MÔNICA (2026) #1 – Em Busca da Cidade Perdida

“Um circo? Festa da pamonha?”

QUE DELÍCIA DE EDIÇÃO!!! Publicada em maio de 2026, a Edição #1 da 4ª Série da “Mônica” pela Editora Panini é o começo de uma nova era. Com diferentes artistas, traços mais livres e muita cor, os gibis parecem repletos de vida e de identidade, além de ter aquele clima gostoso de aventura e um humor que a “Turma da Mônica” sabe nos entregar muito bem. A história principal, que conta com 16 páginas, “EM BUSCA DA CIDADE PERDIDA”, é divertidíssima, e é acompanhada por outras cinco historinhas gostosas que têm uma atmosfera inusitada de novo e de clássico mesclados.

Na história principal, Mônica e Cebolinha estão em busca do Eldorado. Cebolinha é quem está construindo uma jangada com pedaços de madeira e garrafas pet para uma grande aventura, e a Mônica se une a ela porque acha a ideia divertida, e essa dupla nos entrega momentos maravilhosos enquanto a Mônica é uma força destrutiva mesmo sem querer, e eles velejam com uma vela que é supostamente a camisola da mãe do Cebolinha, mas é idêntica ao vestido da Dona Carmem, de quem, inclusive, o Cebolinha pegou a madeira para a jangada, deixando a sua cerca desfalcada.

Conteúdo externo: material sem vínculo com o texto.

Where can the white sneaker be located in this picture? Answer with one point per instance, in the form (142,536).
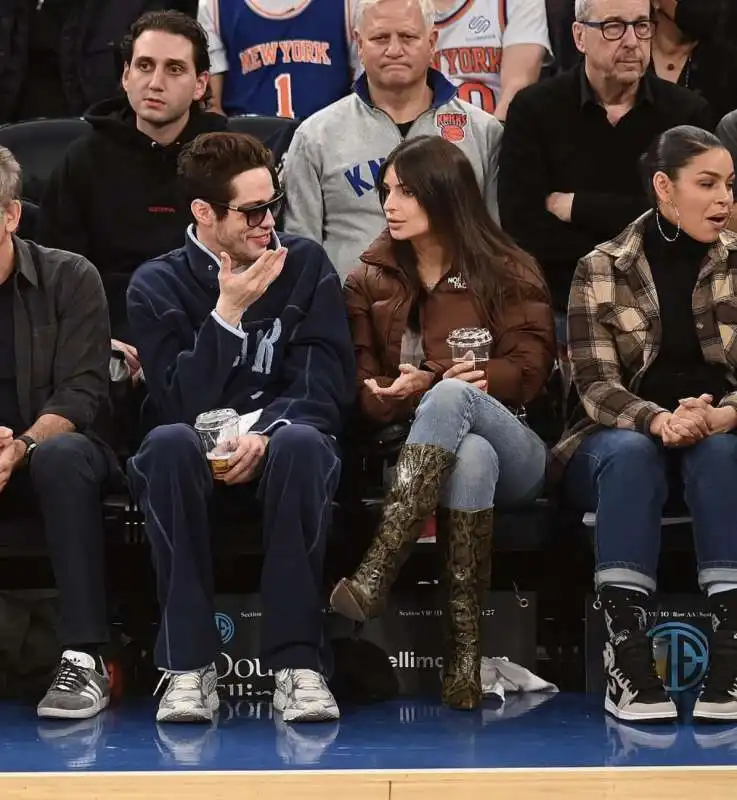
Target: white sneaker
(303,696)
(190,696)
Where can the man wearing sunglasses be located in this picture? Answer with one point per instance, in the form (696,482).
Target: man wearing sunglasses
(568,174)
(240,319)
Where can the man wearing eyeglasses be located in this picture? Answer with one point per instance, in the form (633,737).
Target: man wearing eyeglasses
(569,164)
(240,319)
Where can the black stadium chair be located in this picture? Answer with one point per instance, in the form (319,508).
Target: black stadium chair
(28,220)
(275,132)
(39,146)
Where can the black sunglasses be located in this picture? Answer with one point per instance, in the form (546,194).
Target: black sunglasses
(614,29)
(255,215)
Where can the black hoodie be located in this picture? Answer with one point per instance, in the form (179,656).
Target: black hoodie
(114,198)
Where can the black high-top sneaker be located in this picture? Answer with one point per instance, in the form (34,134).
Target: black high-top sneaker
(717,701)
(634,692)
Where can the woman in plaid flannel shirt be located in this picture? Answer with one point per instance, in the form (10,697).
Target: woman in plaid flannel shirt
(652,326)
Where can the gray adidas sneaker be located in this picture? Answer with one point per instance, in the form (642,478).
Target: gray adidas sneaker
(78,690)
(190,696)
(303,696)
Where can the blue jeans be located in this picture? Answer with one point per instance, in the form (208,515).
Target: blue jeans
(623,477)
(499,460)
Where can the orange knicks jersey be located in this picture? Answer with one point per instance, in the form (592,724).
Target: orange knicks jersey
(472,35)
(286,58)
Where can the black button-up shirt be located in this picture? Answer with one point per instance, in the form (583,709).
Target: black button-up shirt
(558,138)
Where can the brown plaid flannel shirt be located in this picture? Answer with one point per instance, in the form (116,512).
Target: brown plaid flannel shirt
(614,332)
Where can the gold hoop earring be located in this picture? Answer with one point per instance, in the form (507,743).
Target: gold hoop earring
(660,226)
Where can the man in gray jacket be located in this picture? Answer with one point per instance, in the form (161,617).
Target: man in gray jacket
(54,367)
(331,166)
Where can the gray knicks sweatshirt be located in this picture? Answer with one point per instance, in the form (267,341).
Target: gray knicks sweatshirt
(332,164)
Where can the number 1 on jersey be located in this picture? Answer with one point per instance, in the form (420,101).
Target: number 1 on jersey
(283,86)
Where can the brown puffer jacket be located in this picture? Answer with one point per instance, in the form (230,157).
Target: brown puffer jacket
(379,297)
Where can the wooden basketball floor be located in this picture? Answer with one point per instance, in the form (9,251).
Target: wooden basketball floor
(627,783)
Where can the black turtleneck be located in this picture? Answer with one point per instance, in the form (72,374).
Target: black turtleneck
(679,369)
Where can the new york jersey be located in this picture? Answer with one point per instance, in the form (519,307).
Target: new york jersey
(286,58)
(472,35)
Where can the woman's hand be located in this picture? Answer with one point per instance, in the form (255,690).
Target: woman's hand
(131,358)
(411,381)
(717,420)
(722,420)
(466,371)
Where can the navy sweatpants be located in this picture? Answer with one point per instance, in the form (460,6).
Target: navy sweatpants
(173,484)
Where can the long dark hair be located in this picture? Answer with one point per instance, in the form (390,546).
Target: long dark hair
(671,152)
(442,180)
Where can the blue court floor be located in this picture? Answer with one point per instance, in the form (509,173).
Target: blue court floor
(530,731)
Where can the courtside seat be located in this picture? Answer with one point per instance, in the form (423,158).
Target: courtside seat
(275,132)
(39,146)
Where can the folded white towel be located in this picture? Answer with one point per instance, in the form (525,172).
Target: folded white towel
(499,675)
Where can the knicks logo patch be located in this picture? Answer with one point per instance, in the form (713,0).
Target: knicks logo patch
(452,126)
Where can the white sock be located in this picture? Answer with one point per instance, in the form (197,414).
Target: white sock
(719,587)
(631,587)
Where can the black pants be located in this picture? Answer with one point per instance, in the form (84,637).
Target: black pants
(65,482)
(173,484)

Visualmente é sensacional – eles estão absolutamente fofos, cheios de caretas, engraçados e com uma indiscutível energia caótica. No texto, ganhamos pérolas em diálogos como “Rapaz! Essa é a aventura mais chata que eu já vi. Parece que faz dias que estamos navegando” “Folam só dois quadlinhos, Mônica” e “O Eldolado é uma cidade inteila peldida no meio da Amazônia!” “Cidade?! Nós estamos passando todo esse perrengue pra achar uma cidade? O que ela tem de tão especial? Um circo? Festa da pamonha?”, além de uma conclusão divertida que os leva apenas até a rua de baixo.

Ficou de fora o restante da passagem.